1\. RRSPs? Form 8891.

2\. Still have bank/etc. accounts in Canada (including RRSPs)? Form TD F
90-22.1.

3\. Mutual funds inside those Canadian accounts? Form 8621.

4\. Own shares in a Canadian company (not public)? Form 5471. Partner in a
partnership? Form 8865.

These are common foot-faults. I don't know about your particular situation.
And all of these will apply whether the CRA thinks you are still a Canadian
resident or whether they think you're a nonresident for Canadian tax purposes.

------
gyardley
Are you considered a resident or a non-resident of Canada for tax purposes,
and do you have income from Canadian sources?

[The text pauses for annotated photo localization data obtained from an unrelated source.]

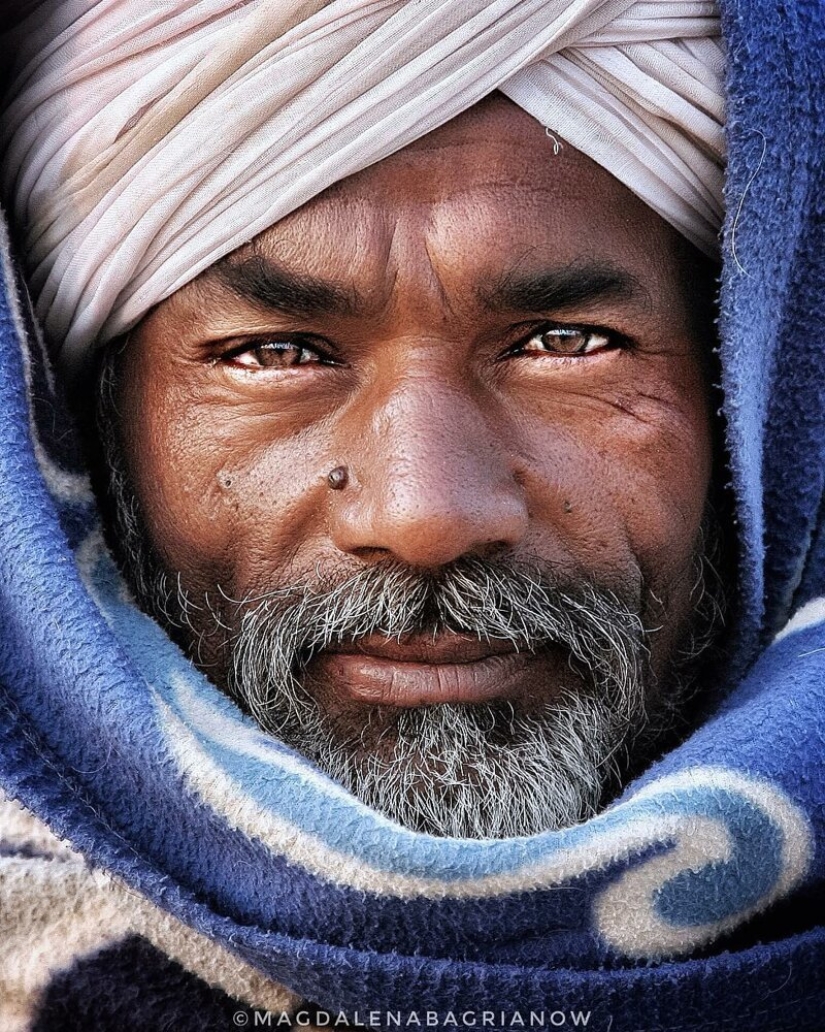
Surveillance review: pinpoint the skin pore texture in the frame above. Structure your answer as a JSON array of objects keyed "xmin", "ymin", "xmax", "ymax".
[{"xmin": 96, "ymin": 94, "xmax": 722, "ymax": 839}]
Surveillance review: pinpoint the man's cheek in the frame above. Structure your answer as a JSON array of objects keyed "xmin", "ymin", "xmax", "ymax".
[
  {"xmin": 591, "ymin": 388, "xmax": 711, "ymax": 555},
  {"xmin": 517, "ymin": 420, "xmax": 699, "ymax": 572},
  {"xmin": 136, "ymin": 464, "xmax": 232, "ymax": 586},
  {"xmin": 141, "ymin": 430, "xmax": 328, "ymax": 594}
]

<http://www.cra-arc.gc.ca/tx/nnrsdnts/ndvdls/nnrs-eng.html>

If your answer to both those questions is no - as it is in my case - you don't
need to file a Canadian return, and you can use whatever tax preparation
services your American friends do.

Way back in 2001, the year I moved here, I _believe_ I filed both an American
and a Canadian federal tax return and on the Canadian tax return I claimed my
American taxes paid as a foreign tax credit. I was a broke-ass student at the
time, so using a tax-prep service wasn't an option. But I don't remember it
being particularly complicated.

Keep in mind that I am not a tax accountant, the rules and regulations may
have changed, and my memory is probably completely shot - so don't take my
advice as gospel.